Half of Mt. Zion’s 30,000-member congregation worshiped through video links before in-person attendance at Mt. Zion was suspended nearly four months ago. All do now. Member-owned cellphones and free websites are available at no additional cost for worship, so the mega-church preacher asks all faith leaders to “be innovative and creative about how to carve out opportunities that can be more beneficial” during the pandemic.
Mt. Zion’s senior pastor has posted programs on Facebook and held a cloud conference with free classes so faith leaders could see what’s possible. “It’s important for them to understand the implications of their decisions so they’re not making them in a vacuum,” said Walker who recognizes a “tension that technology brings.”
Asked to estimate technology’s use, Walker said, “Based on what I’ve seen, we have about 90 percent of the churches now in virtual space. It’s the 10 percent that scares us to death. It’s not so much those who go to worship there, but those who engage us after they leave. Without a vaccination, we’re putting people at risk.”
Katina Beard, CEO of the Matthew Walker Comprehensive Health Center, 1035 14th Ave. North, agrees,“We should all be avoiding large crowds that increase our risk of transmitting the virus to each other. People should even be cautious about small-group gatherings.”
About 4-5 members among 15,000 contracted Covid-19 at work one day after the suspension began. “Can you imagine the effect of that on Nashville? We could have been a major carrier of coronavirus. By us not having services, I believe, saved lives,” Walker said.
Now, driving to church for a Sunday telecast, he passes various churches with full parking lots. Congregations gather together people who believe in community, fellowship, hugging, high fives, loving on people in sanctuaries. “But it’s just risky.”
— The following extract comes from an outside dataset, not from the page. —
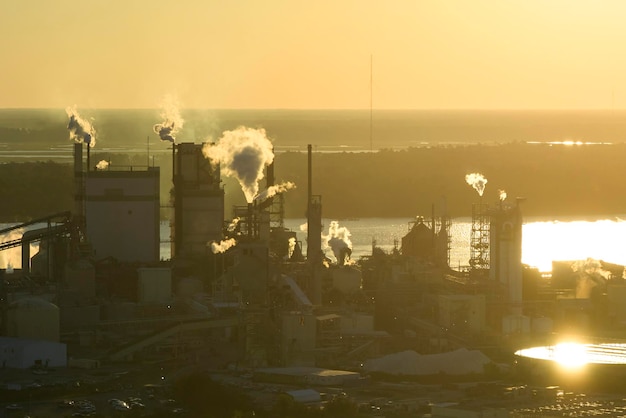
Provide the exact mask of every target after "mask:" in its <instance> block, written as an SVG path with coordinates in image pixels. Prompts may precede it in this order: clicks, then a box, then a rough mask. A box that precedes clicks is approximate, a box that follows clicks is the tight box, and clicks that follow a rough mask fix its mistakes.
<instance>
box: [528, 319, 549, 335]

Mt. Zion has medical advisors who provide distilled and focused information. They are: Dr. Stephaine Hale Walker, MD, Mt. Zion’s first lady who specializes in neonatal-perinatal medicine at Vanderbilt University Medical Center; Dr. Kimberly Lamar, deputy director for child health in the Tennessee Department of Health’s Division of Family Health and Wellness; Dr. Andrea Willis, senior vice president and chief medical officer for BlueCross BlueShield of Tennessee; and Dr. Jacqueline Butler Mitchell, the Tribune’s “Tooth Talk” columnist and proprietor of Integrity Dental at TriStar Southern Hills Medical Center and her Smyrna clinic.
Mt. Zion’s congregation is 80 percent African American, a demographic group recognized as at greater risk from Covid-19.
“I trust in God, but I also use wisdom,” he said. “We must reimagine what faith looks like while making the health of our nation a top priority.”